The connection between judicial accountability and the prevention of corruption

Judicial accountability is based on ethics, while corruption seeks to undermine ethics. Ethics underscores the very purpose of fighting corruption: the moral obligation to act rightly and fairly. It is the ethical commitment of judges that makes the essential difference. Ethics is the inner drive that drives judges to come to court every day and protect the rule of law.

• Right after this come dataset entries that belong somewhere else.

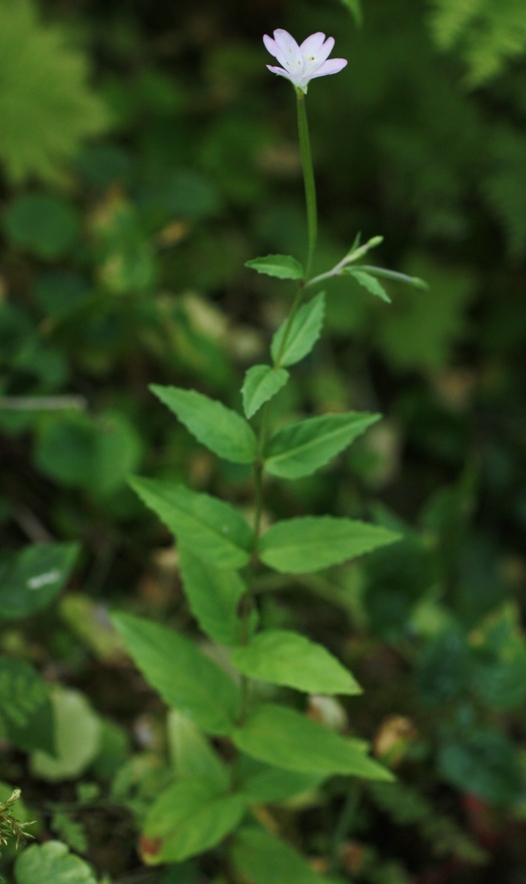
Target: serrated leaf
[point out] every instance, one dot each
(285, 738)
(52, 863)
(264, 783)
(311, 543)
(192, 754)
(282, 266)
(213, 595)
(301, 448)
(263, 858)
(370, 283)
(261, 383)
(287, 658)
(304, 331)
(181, 674)
(46, 106)
(209, 527)
(189, 817)
(34, 577)
(78, 732)
(222, 430)
(25, 706)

The Trial Monitoring Project aims to document acts of professional integrity in assessing responses to organized crime and corruption cases. For example, teams across the region, including Montenegro, have documented good practices by judges in overcoming normative gaps, institutional difficulties, and the different procedural demands of parties to proceedings. This sometimes requires strong commitment, such as holding hearings outside the seat of the competent court (in another court), scheduling multiple hearings in advance to ensure the presence of all parties, or providing emergency medical expertise when necessary. These are all individual steps that judges take to ensure that justice is served.

While work continues to improve the overall judicial response to corruption cases, trial monitoring has noted important developments that indicate progress. For example, when a judge's reasoning in sentencing reflects an understanding of the broader societal impact of corruption, this represents an effective judicial response to corruption.

Further steps in linking judicial accountability and the fight against corruption

A general shift in judicial accountability cannot be fully achieved solely through stricter regulations or more rigid disciplinary procedures. Judges are the key bearers of justice in society. They are the ones who hold corrupt perpetrators accountable for their actions. Without judges who hold themselves accountable for their work, existing or even improved accountability mechanisms will not lead to lasting change.

This is precisely what makes the fight against corruption and judicial accountability so strongly linked: an internal duty to act rightly, where such action is an end in itself, not the result of external recognition. A society that relies on judges with professional and personal integrity will consistently hold accountable those members of society who lack integrity and ethical principles.

By observing changes in the behavior of judges, the trial monitoring project contributes to the recognition that even seemingly small steps in behavior can lead to a better judicial response to corruption. Because, ultimately, corruption cannot take root in a soil that is nurtured by integrity and a strong commitment to accountability. It is precisely such an environment that allows society to progress.

The author is a National Trial Monitoring Officer, OSCE Mission to Montenegro.